Object Properties
By default, objects are shown from the viewpoint of a central perspective projection. Alternatively, choose other types of projection.
In a real camera, the focal length represents the distance between the lens and the film. Small focal length values are used for wide-angle shots and present a wider view of the scene, but also distort the image (especially very short focal lengths). Larger focal length values zoom into the given scene accordingly. The greater the value, the less distorted the image will be until the perspective effect is lost completely with extremely large focal length values and the parallel projection effect increases.
The Focal Length is directly linked to the "field of view" in the formula illustrated below.
Larger Focal Length values produce a smaller field of view and vice versa.
Here you can select from several pre-defined focal lengths or you can define your own.
The following applies for depth of field (Physical Renderer): The larger the focal length value, the smaller the depth of field (the region in the direction of view that will be in focus) and vice versa. See also Depth Of Field.
Sensor Size (Film Gate)[1.00..2000.00]
In a real camera, this value defines the horizontal film or sensor width in the camera onto which the light falls. For common cameras, this is usually 35mm (technically speaking, actually 36mm). In reality, this value is mostly constant and cannot be modified - unless you buy a new camera.
In combination with the focal length, the Field of View (Horizontal) value is determined.

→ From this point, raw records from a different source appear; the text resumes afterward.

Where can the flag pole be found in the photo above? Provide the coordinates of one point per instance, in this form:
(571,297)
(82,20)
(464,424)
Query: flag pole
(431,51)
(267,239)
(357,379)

You can select from numerous sensor sizes or define your own by selecting Custom. If you modify the Sensor Size (Film Gate) value without modifying the Focal Length, the field of view will still change. Any depth of field, however, will remain unchanged.
The 35mm Equiv. Focal Length value is displayed since analog 35mm film is still very widespread in the world of photography despite the proliferation of digital sensors in varying sizes. Fans of traditional photography can use this as a reference for the image detail or the enlargement of the 3D scene or digital camera.
The sensor size has to be adjusted if the aspect ratio you want to render should be modified while maintaining the same perspective.
Use the following formula to calculte the sendor size:
New sensor size = old sensor size * (nwe Width / old Width)
Example: You have a scene in which the render format is set to 800 x 600 with a sensor size of 36 mm. You want to output the scene with an aspect ratio of 16:9 while maintaining the same perspective. First, you have to ascertain the new image width: switch to the Render Settings and set Film Aspect to HDTV (16:9). The Height value will be modified accordingly, which is what you don’t want. Enable the Lock Ratio option and set the Height value back to 600. The following Width value will result: 1066.667.
Use this value in the formula above. The sensor size will be 36 mm = * (1066.667/800) = 48mm.
Field of View (Horizontal)[0..174°]
Field of View (Vertical)[0..174°]
The field of view represents the camera’s horizontal and vertical angle, respectively, to the scene. The field of view is directly linked to the focal length. The greater the focal length, the smaller the field of view and vice versa. A small field of view represents a camera with a telephoto lens; since only a small portion of the scene to be photographed enters the camera, this portion naturally appears very large on the light-sensitive surface of the camera, resulting in a zoomed-in image.
Incidentally, Field of View (Vertical) changes if the proportion between Width and Height are modified in the Render Settings.
The Zoom value can only be defined if a parallel perspective (this includes orthographic views) is used. This setting then defines the scaling of the view.
An important number here is 1024 because if a Zoom value of 1 will cover 1024 Cinema 4D units. This is always important when outputting precise pixel renders. Example: You have a sphere with a diameter of 12 cm and you want it to have a diameter of 120 pixels for rendering. Use the following formula to define the zoom:
Zoom = 1/(Width)*1024, which is defined in the Output tab in the Render Settings.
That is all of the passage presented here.